Für jemanden, der mein Buch Weizenwampe. Warum Weizen dick und krank macht (Goldmann, München 2013) nicht kennt, klingt das zunächst ziemlich unglaubwürdig, weil es unserem Grundwissen über gesunde Ernährung widerspricht. Immerhin sind sich alle maßgeblichen Ernährungsinstitutionen, darunter auch die Deutsche Gesellschaft für Ernährung (DGE), einig: Gesunde Vollkornprodukte sollten einen festen Bestandteil unserer Ernährung bilden.

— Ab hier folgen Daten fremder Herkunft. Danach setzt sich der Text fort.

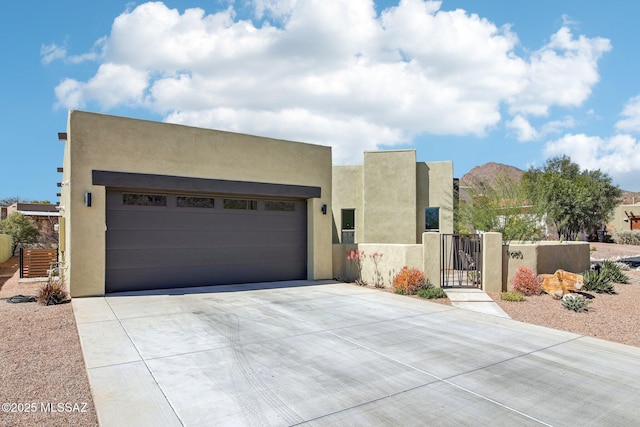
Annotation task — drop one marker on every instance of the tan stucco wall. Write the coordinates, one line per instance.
(389, 196)
(347, 194)
(103, 142)
(617, 222)
(394, 257)
(6, 242)
(492, 262)
(544, 258)
(434, 189)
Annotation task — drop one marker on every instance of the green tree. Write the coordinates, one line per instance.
(21, 228)
(574, 200)
(8, 201)
(501, 207)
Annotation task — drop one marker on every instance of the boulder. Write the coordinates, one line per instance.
(561, 283)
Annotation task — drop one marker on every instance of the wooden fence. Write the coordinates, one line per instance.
(37, 262)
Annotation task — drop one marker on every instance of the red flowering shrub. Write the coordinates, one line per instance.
(357, 257)
(408, 281)
(526, 282)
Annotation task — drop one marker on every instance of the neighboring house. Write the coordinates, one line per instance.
(625, 217)
(148, 205)
(45, 217)
(391, 198)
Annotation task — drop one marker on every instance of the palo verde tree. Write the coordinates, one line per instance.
(574, 200)
(21, 228)
(501, 207)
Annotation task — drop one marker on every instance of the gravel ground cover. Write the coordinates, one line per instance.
(42, 371)
(610, 317)
(43, 376)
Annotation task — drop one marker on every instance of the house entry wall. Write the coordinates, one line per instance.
(157, 240)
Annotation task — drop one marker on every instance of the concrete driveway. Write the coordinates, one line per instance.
(317, 354)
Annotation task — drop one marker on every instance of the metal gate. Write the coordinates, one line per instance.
(461, 260)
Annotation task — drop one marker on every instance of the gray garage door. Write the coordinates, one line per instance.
(162, 240)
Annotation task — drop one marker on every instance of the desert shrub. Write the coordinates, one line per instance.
(357, 257)
(408, 281)
(53, 292)
(613, 271)
(627, 237)
(601, 277)
(526, 282)
(431, 293)
(512, 296)
(594, 281)
(577, 303)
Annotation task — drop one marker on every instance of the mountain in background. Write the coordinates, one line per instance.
(487, 175)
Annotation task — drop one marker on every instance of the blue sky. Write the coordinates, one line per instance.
(462, 80)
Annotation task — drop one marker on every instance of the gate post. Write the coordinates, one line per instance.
(492, 262)
(431, 257)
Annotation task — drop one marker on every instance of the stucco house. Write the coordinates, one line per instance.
(148, 205)
(391, 198)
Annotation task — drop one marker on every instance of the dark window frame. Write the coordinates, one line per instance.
(432, 218)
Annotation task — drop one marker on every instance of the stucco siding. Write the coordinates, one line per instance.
(617, 222)
(347, 194)
(6, 243)
(435, 189)
(390, 196)
(102, 142)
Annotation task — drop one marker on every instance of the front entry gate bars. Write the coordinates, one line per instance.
(461, 260)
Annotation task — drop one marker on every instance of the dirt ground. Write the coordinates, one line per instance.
(44, 380)
(610, 317)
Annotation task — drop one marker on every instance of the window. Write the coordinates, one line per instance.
(240, 204)
(270, 205)
(348, 226)
(432, 219)
(194, 202)
(131, 199)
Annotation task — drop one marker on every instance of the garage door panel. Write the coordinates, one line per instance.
(224, 220)
(167, 247)
(247, 256)
(168, 277)
(175, 239)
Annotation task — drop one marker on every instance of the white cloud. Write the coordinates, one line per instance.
(349, 136)
(522, 128)
(332, 71)
(631, 114)
(52, 52)
(619, 155)
(562, 73)
(113, 85)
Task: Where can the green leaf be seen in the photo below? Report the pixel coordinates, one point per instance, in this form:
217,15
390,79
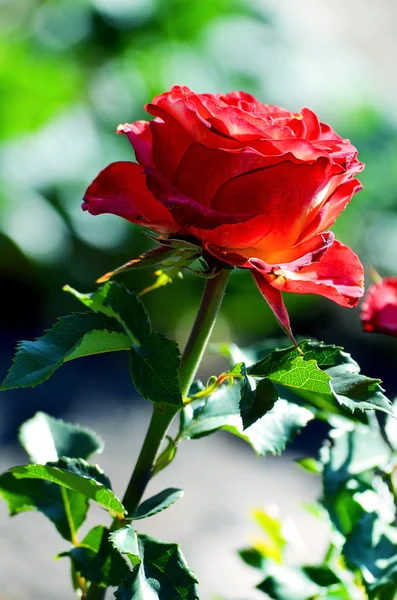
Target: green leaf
391,428
157,503
348,478
296,373
162,572
71,337
46,439
154,256
254,404
116,301
272,433
370,547
322,575
269,435
352,390
357,392
154,368
23,495
77,475
97,561
310,465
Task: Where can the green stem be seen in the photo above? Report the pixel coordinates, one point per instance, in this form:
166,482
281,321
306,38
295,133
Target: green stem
202,328
163,416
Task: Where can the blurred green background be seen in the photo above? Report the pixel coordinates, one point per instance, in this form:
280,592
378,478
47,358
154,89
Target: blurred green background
72,70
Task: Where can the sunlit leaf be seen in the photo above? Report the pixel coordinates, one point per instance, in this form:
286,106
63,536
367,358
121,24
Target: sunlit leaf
46,439
154,368
157,503
77,475
116,301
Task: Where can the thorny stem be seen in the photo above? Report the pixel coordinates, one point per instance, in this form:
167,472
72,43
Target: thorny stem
163,416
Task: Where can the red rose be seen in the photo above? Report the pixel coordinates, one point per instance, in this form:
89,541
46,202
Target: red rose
257,185
379,309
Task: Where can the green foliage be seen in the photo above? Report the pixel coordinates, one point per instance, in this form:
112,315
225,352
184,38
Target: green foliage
157,503
154,368
71,337
254,404
119,322
321,377
46,439
159,570
65,508
96,560
77,475
116,301
268,435
360,507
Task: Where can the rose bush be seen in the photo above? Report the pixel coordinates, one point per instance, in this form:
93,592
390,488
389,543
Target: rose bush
379,309
258,186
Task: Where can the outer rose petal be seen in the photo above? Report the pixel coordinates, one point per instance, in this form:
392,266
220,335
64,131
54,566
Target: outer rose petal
379,309
333,207
338,275
120,189
140,136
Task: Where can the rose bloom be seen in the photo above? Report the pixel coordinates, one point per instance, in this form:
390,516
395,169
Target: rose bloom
379,309
256,185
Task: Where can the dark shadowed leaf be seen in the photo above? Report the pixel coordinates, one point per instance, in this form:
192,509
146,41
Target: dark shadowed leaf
157,503
161,573
269,435
116,301
352,390
96,560
71,337
154,368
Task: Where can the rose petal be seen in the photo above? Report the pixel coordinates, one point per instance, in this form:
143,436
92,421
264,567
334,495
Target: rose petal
288,194
338,275
140,136
379,309
120,189
216,167
332,208
185,211
294,258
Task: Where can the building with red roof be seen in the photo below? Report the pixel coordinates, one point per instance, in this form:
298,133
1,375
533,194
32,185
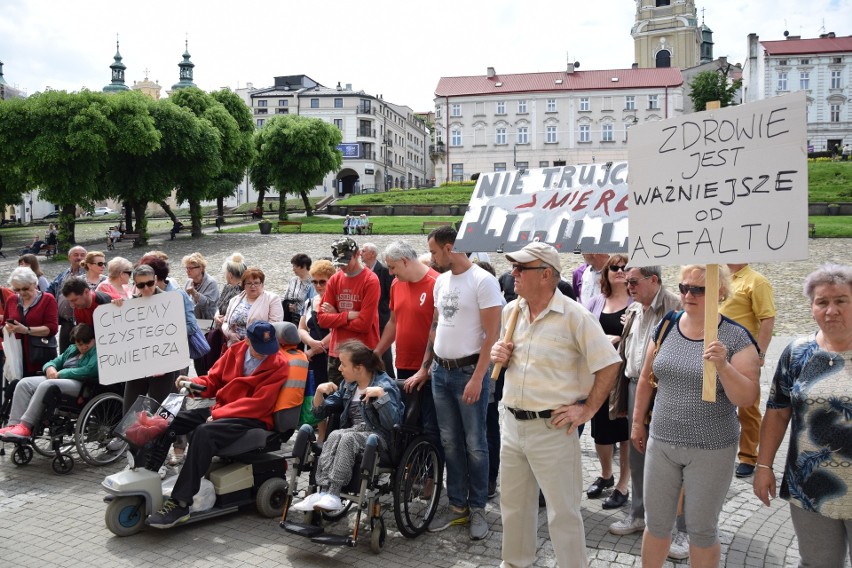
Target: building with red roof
821,66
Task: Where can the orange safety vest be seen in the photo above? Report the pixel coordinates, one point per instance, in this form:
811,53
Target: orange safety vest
292,392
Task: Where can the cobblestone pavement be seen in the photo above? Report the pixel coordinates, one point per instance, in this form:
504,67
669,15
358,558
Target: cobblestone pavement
50,520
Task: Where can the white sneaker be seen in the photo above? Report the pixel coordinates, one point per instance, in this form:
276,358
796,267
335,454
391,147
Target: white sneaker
679,548
307,504
329,502
628,525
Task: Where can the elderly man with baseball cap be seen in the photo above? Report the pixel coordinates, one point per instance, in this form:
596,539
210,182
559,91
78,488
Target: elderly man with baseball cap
560,368
350,304
245,381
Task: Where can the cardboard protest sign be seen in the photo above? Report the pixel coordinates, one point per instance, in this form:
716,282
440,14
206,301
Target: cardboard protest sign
570,207
144,337
721,186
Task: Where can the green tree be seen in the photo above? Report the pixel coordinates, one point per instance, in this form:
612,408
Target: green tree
712,86
298,152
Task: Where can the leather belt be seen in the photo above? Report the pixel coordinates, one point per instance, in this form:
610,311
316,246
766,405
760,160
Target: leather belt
450,364
528,414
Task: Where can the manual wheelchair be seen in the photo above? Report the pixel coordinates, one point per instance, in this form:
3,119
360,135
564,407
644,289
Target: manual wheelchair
411,470
84,422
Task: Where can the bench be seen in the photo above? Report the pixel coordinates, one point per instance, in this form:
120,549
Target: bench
295,224
429,225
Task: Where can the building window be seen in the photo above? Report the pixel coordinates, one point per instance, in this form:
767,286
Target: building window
835,80
458,172
550,134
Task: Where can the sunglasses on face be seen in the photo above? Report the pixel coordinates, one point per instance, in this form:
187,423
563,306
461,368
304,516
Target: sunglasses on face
695,290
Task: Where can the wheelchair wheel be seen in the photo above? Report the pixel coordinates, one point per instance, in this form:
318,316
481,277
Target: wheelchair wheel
332,516
271,497
417,486
93,432
62,464
22,455
125,516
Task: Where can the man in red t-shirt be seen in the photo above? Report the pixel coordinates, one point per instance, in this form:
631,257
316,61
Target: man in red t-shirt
350,305
412,306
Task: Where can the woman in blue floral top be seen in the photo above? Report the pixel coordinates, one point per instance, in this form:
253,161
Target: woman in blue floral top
812,386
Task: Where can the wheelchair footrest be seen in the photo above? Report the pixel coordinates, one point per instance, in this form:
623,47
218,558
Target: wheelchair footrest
333,540
302,529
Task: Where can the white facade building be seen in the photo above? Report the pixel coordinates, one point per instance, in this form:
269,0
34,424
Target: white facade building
822,67
497,122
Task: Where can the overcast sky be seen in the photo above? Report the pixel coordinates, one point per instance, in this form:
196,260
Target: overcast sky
397,49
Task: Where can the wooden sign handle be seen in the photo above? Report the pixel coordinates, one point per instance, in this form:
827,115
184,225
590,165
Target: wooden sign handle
507,337
711,328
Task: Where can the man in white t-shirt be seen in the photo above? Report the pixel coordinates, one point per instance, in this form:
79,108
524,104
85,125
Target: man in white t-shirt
465,326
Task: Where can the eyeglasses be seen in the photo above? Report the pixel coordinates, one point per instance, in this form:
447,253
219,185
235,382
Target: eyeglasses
695,290
519,268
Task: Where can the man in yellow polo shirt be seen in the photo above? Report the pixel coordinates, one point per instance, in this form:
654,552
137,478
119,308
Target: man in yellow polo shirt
752,305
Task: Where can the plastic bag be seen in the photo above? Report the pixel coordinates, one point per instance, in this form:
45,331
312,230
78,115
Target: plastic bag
203,500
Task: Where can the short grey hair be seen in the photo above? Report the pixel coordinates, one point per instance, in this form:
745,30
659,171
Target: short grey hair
23,276
398,250
829,273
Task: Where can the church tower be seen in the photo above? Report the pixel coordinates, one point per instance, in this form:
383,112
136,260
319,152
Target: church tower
667,34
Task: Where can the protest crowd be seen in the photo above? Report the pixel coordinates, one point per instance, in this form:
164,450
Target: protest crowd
507,371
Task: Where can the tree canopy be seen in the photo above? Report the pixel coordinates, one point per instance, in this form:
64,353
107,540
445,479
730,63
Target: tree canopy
712,86
296,152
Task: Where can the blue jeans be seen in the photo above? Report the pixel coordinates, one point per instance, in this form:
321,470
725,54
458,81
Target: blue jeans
463,436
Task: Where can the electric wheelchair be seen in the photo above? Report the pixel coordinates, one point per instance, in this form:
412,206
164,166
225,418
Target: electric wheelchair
84,422
411,471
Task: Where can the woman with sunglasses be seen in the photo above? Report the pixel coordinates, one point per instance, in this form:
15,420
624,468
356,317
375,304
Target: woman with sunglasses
117,284
691,444
316,338
252,304
609,307
32,313
95,265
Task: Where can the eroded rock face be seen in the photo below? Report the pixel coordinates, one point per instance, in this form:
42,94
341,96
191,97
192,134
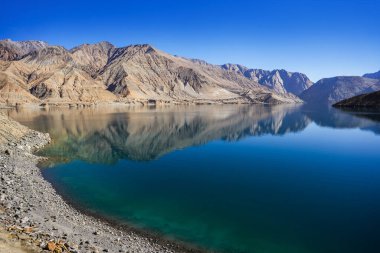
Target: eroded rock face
375,75
370,100
15,50
331,90
91,73
280,81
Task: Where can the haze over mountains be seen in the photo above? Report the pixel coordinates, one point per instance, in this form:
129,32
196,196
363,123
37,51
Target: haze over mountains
36,72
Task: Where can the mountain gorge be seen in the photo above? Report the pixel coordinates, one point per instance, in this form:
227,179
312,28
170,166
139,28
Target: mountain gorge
328,91
35,72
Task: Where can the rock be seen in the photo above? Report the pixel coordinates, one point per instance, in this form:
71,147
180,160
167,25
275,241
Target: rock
51,246
8,152
24,220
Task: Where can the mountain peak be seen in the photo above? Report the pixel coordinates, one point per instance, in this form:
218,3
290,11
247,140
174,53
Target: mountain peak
375,75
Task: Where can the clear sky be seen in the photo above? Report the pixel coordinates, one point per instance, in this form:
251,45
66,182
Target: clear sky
321,38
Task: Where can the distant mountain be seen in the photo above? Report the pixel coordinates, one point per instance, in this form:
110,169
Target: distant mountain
331,90
33,71
281,81
365,100
375,75
93,57
15,50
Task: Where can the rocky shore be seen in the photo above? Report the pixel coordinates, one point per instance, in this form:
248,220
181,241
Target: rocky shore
34,218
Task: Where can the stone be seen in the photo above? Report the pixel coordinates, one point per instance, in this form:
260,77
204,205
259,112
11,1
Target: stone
51,246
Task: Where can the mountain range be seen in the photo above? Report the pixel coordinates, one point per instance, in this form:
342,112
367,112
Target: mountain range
36,72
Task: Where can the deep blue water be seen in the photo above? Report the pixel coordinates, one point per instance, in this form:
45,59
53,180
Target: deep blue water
224,178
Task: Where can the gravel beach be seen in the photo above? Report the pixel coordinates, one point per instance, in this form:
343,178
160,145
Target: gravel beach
34,218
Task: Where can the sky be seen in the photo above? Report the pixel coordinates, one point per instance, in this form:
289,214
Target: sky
321,38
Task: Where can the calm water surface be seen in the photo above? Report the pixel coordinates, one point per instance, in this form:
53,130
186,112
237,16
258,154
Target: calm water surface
224,178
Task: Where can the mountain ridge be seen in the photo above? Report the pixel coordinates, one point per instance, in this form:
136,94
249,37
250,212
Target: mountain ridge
96,72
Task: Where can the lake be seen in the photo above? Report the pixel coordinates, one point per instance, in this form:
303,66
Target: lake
231,178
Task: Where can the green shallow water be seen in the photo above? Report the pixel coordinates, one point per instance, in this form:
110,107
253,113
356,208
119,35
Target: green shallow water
224,178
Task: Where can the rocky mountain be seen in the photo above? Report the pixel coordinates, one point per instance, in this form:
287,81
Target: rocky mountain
15,50
328,91
365,100
35,72
93,57
375,75
281,80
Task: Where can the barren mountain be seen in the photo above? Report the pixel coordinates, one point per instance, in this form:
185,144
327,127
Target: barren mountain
142,71
280,81
93,57
36,72
15,50
331,90
365,100
375,75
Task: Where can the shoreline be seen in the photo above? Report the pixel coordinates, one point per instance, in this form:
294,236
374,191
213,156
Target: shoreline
34,214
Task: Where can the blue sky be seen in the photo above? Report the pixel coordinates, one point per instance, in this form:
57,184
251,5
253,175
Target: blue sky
319,38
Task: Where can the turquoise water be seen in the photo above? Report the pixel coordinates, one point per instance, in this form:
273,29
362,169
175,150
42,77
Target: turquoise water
224,178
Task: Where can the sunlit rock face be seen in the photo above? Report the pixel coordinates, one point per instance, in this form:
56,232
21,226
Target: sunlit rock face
331,90
93,73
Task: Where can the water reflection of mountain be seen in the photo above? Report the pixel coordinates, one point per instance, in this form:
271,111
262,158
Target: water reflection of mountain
106,135
141,134
337,118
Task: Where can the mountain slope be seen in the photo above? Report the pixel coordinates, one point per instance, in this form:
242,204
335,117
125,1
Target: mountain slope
15,50
365,100
331,90
280,81
375,75
91,73
92,57
141,72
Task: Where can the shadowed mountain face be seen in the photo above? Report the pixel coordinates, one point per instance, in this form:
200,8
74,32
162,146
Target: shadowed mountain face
331,90
107,135
375,75
281,81
35,72
371,100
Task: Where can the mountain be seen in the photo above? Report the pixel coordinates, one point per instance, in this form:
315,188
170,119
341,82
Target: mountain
93,57
331,90
35,72
375,75
281,81
365,100
141,72
15,50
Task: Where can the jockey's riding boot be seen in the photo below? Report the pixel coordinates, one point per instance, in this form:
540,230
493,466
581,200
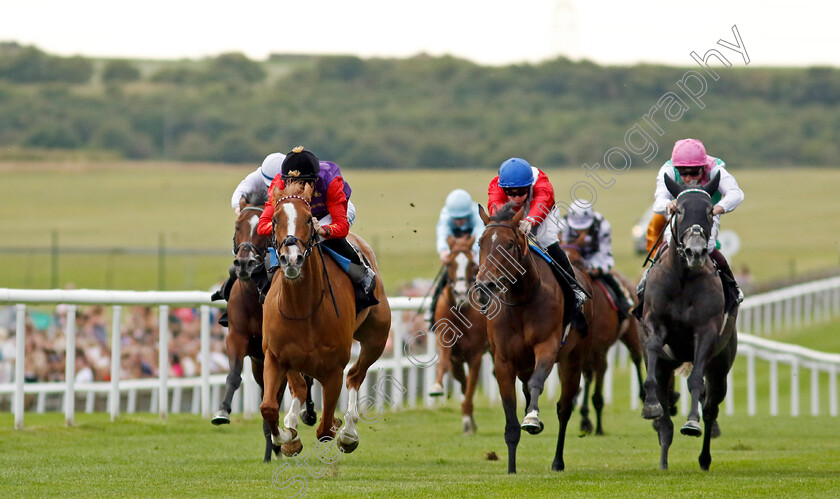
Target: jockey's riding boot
430,315
559,256
362,276
224,293
723,267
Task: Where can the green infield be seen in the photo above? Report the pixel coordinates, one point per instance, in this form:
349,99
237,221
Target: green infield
180,206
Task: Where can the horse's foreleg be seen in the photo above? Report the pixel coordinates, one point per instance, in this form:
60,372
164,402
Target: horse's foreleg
545,355
506,379
236,347
297,388
444,365
600,369
631,341
467,407
569,372
663,425
585,423
274,376
652,408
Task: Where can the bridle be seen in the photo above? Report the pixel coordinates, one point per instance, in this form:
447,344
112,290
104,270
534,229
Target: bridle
693,229
248,245
292,240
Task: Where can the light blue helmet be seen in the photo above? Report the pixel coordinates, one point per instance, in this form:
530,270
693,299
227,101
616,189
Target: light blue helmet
515,172
459,203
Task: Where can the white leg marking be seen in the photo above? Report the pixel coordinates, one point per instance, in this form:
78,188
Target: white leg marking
291,419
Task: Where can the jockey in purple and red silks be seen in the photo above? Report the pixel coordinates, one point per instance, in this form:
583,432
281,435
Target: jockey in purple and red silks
330,205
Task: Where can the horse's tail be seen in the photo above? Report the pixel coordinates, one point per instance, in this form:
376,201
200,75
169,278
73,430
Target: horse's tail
684,370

Dieser Rat ist allerdings ausgesprochen schädlich. »Esst mehr gesundes Vollkorn« gehört zu den schlimmsten Trugschlüssen, die im Bereich der Ernährungslehre je vorkamen. Denn unser Gesundheitswesen, das unter den Behandlungskosten für Bluthochdruck, hohen Cholesterinspiegel, Fettleibigkeit, Arthritis, Sodbrennen, Reizdarmsyndrom, Migräne, Depressionen, Diabetes und vielem mehr in die Knie geht, behandelt letztlich Weizenkonsum. Und das Mantra, mehr »gesundes Vollkorn« zu sich zu nehmen, nährt diesen Flächenbrand – zur großen Freude der Pharmaindustrie. Diese wiederum finanziert einen Großteil der Lobbyarbeit für die Förderung des Weizenkonsums. Ach, das wussten Sie gar nicht? Zahlreiche Arzneimittelhersteller sind in der Tat über enge finanzielle Verflechtungen mit den Organisationen verbunden, die im amerikanischen Kongress Lobbyarbeit betreiben, an den Vorschriften für die Schulverpflegung mitarbeiten und bei der Arznei- und Lebensmittelbehörde für die Erhaltung der kühnen Faustregel vom »gesunden Vollkorn« eintreten.
Natürlich lassen sich diese Argumente durch klinische Studien belegen, doch die Medien, die von den großen Lebensmittelherstellern mitfinanziert werden, machen selten publik, dass Weizenprodukte zu den wenigen Massenprodukten zählen, die von der amerikanischen Regierung subventioniert werden.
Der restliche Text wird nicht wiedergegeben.